“His light’s quiet and shy. And sweet,” she added. “Very sweet.”
“His mother was one of the rescues from the anti-magick cult. Indoctrinated and brainwashed to believe magick was evil. She’d have taught him that, tried to repress what he was.”
“I remember. Petra pretended to come from the same cult, and lived with them here. God knows what she tried to teach him. They are good people, his mothers now. If they’d reacted differently—too strongly, not strongly enough—he might have tried to hide his nature again instead of embracing it.”
“Strawberry ice cream never hurts.

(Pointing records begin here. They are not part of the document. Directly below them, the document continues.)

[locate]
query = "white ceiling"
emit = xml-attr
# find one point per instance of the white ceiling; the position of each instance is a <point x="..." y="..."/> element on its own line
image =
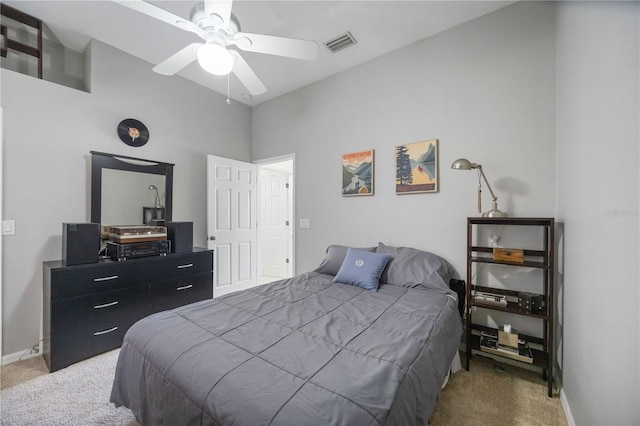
<point x="378" y="26"/>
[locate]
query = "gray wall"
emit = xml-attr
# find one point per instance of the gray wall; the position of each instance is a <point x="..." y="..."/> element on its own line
<point x="488" y="91"/>
<point x="485" y="89"/>
<point x="598" y="183"/>
<point x="49" y="130"/>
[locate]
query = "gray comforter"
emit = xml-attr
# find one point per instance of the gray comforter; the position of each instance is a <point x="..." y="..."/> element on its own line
<point x="302" y="351"/>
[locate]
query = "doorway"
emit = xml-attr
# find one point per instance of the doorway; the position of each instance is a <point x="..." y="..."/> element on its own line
<point x="276" y="228"/>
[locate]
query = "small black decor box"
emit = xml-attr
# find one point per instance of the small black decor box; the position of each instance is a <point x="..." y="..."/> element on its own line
<point x="181" y="236"/>
<point x="80" y="243"/>
<point x="530" y="302"/>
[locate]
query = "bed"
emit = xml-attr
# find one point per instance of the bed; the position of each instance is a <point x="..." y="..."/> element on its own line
<point x="317" y="349"/>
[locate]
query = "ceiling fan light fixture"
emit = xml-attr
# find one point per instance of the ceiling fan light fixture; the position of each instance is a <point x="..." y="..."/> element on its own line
<point x="215" y="59"/>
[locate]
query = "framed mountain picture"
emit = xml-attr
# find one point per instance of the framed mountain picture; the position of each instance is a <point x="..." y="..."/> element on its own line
<point x="357" y="173"/>
<point x="417" y="167"/>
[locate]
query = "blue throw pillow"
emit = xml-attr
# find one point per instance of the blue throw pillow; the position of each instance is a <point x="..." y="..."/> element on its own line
<point x="362" y="269"/>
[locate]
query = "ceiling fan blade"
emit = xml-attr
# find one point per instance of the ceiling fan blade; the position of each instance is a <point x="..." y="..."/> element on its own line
<point x="245" y="74"/>
<point x="280" y="46"/>
<point x="179" y="60"/>
<point x="160" y="14"/>
<point x="221" y="8"/>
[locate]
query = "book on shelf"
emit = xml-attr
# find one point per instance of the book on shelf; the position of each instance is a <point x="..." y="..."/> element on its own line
<point x="490" y="299"/>
<point x="489" y="343"/>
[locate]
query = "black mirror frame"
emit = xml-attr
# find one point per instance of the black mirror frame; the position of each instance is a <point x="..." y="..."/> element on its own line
<point x="101" y="160"/>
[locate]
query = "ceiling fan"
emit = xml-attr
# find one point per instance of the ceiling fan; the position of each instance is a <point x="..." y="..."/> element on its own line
<point x="218" y="27"/>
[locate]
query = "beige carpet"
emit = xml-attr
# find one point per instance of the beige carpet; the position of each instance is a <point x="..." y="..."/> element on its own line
<point x="481" y="396"/>
<point x="484" y="396"/>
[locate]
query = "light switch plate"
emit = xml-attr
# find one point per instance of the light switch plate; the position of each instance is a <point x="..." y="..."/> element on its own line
<point x="8" y="227"/>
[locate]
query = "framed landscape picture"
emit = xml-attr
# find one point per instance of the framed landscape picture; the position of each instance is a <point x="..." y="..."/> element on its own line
<point x="357" y="173"/>
<point x="417" y="167"/>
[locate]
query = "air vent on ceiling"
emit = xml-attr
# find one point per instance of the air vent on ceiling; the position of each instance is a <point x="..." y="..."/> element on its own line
<point x="341" y="42"/>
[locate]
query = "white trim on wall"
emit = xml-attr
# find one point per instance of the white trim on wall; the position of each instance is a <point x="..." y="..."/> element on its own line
<point x="1" y="218"/>
<point x="566" y="408"/>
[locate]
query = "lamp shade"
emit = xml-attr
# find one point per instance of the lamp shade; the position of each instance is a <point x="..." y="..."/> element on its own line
<point x="215" y="59"/>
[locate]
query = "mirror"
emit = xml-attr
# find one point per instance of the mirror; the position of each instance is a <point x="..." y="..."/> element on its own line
<point x="129" y="191"/>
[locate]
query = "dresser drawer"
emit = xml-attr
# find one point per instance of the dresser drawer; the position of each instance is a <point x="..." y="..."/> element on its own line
<point x="182" y="265"/>
<point x="83" y="342"/>
<point x="182" y="291"/>
<point x="99" y="312"/>
<point x="78" y="281"/>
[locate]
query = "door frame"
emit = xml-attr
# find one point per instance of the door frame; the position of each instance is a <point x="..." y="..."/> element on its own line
<point x="292" y="209"/>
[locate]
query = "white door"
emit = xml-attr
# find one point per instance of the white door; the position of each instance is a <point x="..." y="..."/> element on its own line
<point x="274" y="223"/>
<point x="232" y="224"/>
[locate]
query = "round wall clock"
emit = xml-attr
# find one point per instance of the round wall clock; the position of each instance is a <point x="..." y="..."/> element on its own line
<point x="133" y="132"/>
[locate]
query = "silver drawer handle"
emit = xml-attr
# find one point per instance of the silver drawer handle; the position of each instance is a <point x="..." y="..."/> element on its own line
<point x="97" y="333"/>
<point x="106" y="305"/>
<point x="113" y="277"/>
<point x="188" y="265"/>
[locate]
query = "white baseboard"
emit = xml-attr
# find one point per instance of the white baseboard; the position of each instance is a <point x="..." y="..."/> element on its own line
<point x="566" y="408"/>
<point x="19" y="356"/>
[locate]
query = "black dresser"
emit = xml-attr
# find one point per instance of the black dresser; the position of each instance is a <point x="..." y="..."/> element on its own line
<point x="89" y="308"/>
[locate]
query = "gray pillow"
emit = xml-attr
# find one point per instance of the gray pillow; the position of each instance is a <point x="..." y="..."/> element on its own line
<point x="409" y="266"/>
<point x="362" y="269"/>
<point x="335" y="257"/>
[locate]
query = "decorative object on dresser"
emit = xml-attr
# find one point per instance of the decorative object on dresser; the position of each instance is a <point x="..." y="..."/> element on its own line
<point x="80" y="243"/>
<point x="181" y="236"/>
<point x="488" y="339"/>
<point x="464" y="164"/>
<point x="88" y="308"/>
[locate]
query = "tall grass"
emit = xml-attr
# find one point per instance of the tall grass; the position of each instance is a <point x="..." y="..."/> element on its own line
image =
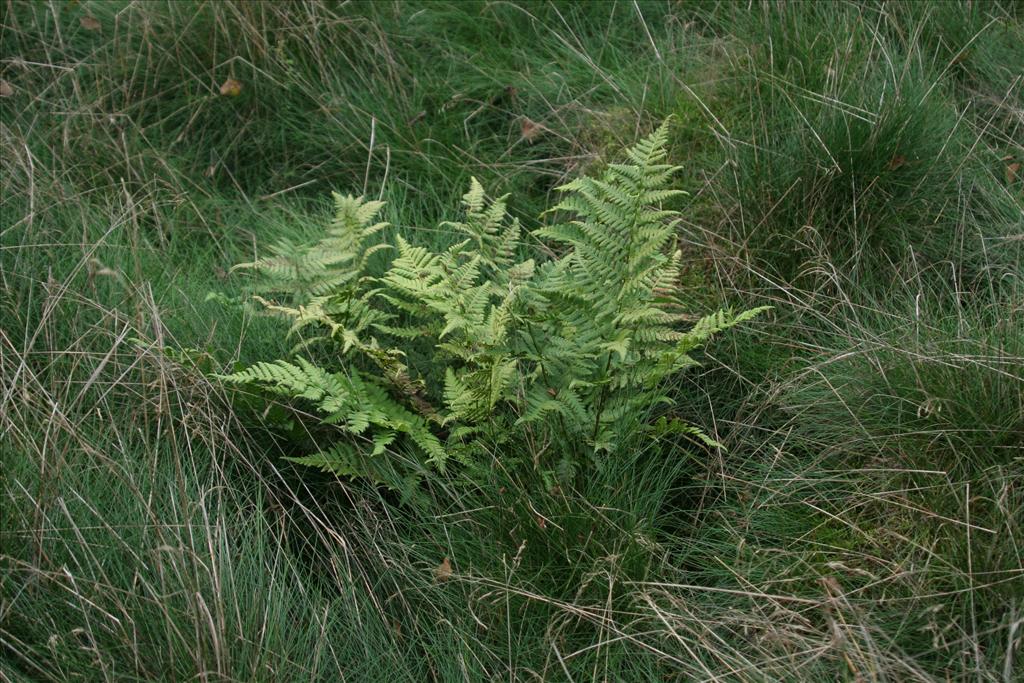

You’ve got something on your mind,” he added.
“I came into town to talk to you.”
“Okay. We can head up to the station, or just head up to the house. I was just coming from the house, going to check in with Chuck. Trying to find my wife.”
“Oh, she’s at our place. Having a … meeting with Mom and Fred, Katie. Could we go ahead into Chuck’s den? He could add to this.”
“Sure.”
She turned to Laoch, stroked him. He rose up on his wings, soared off.
“Never gets old.” Shading his eyes with the flat of his hand, Will watched Laoch fly. “Where’s he going?”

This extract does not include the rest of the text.